Function follows form, especially in General Practice. At the least, GPs will be forced to Confed-up, which itself brings a number of organisational problems. Doling out GP contracts to all and sundry via ICBs isn’t the trial and innovation he thinks it is: it’s the dissolution of general practice, whether he knows this or not. The inattention to the basic premise – of successful general practice, gatekeeping, patient care and continuity – is retaining and recruiting more GPs. A key fundamental that is that simple. Neither an increase in 600 FTE ARRS GPs nor a refusal to address a GP contract-based uplift to furnish the above would suggest that Wes Streeting has the grip needed. Nice letter, but GPs aren’t tireless – they’re tired – cheering on the saucepan-banging has long past run its vacuous course. It is both odd and worrying that there’s nothing in the 10yp. Hardly tenable as an oversight. The rubric doesn’t doesn’t fit the plans.

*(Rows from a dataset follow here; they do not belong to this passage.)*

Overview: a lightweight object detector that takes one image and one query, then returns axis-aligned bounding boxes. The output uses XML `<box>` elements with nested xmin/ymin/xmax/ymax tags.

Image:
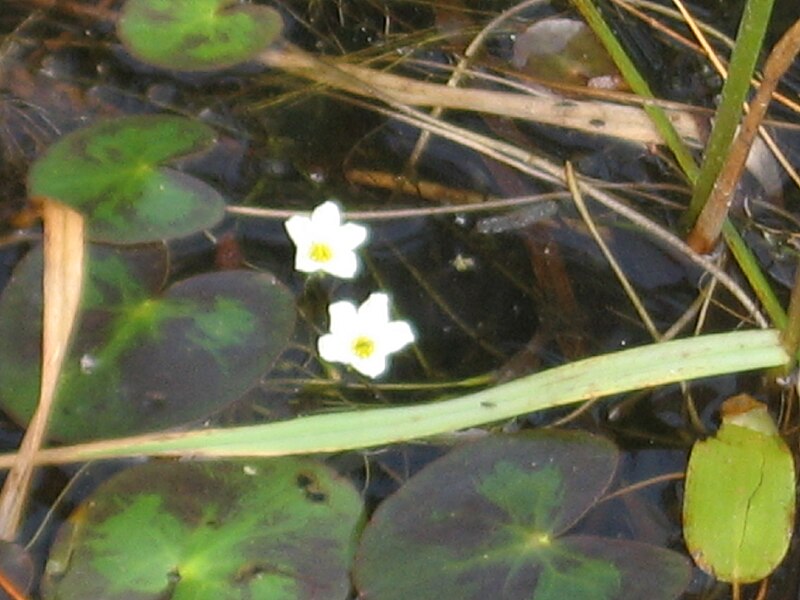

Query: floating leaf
<box><xmin>355</xmin><ymin>431</ymin><xmax>690</xmax><ymax>600</ymax></box>
<box><xmin>0</xmin><ymin>245</ymin><xmax>295</xmax><ymax>441</ymax></box>
<box><xmin>43</xmin><ymin>459</ymin><xmax>363</xmax><ymax>599</ymax></box>
<box><xmin>683</xmin><ymin>394</ymin><xmax>796</xmax><ymax>583</ymax></box>
<box><xmin>118</xmin><ymin>0</ymin><xmax>284</xmax><ymax>72</ymax></box>
<box><xmin>28</xmin><ymin>115</ymin><xmax>225</xmax><ymax>244</ymax></box>
<box><xmin>511</xmin><ymin>18</ymin><xmax>622</xmax><ymax>89</ymax></box>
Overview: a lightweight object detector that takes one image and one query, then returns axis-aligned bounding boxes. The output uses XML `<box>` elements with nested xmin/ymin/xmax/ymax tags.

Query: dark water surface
<box><xmin>0</xmin><ymin>1</ymin><xmax>798</xmax><ymax>598</ymax></box>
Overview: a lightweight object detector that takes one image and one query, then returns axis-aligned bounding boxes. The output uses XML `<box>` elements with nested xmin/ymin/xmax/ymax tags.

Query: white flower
<box><xmin>318</xmin><ymin>293</ymin><xmax>415</xmax><ymax>378</ymax></box>
<box><xmin>284</xmin><ymin>201</ymin><xmax>368</xmax><ymax>279</ymax></box>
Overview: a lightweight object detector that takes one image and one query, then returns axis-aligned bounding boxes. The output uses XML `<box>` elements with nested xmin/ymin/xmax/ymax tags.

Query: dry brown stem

So the bird flew away 11 August, 2025 10:28 pm

Don’t believe anything he says….but Wes continues the 10 year NHS Plot to offer a diet of palliating words. This broken NHS suffers because of a broken economic model in a broken democracy brought about by broken politicians, and the action required has been beyond both Tories and Blairite Labour, beholden as they are to outdated, failing neoliberal economic policy, Corporate interest and capital.
Like a poltroon, Wes will instead leave it to Time to snuff out traditional general practice by the end of this parliament, then perhaps walk into a sinecure with Palantir, Blackrock etc…leaving the taxpayer to foot the bill of another disastrous Govt.
And the BMA chooses to remain irrelevant, incapable or unwilling to organise any real protest about the Death of the People’s GP – in case it’s construed as terrorism.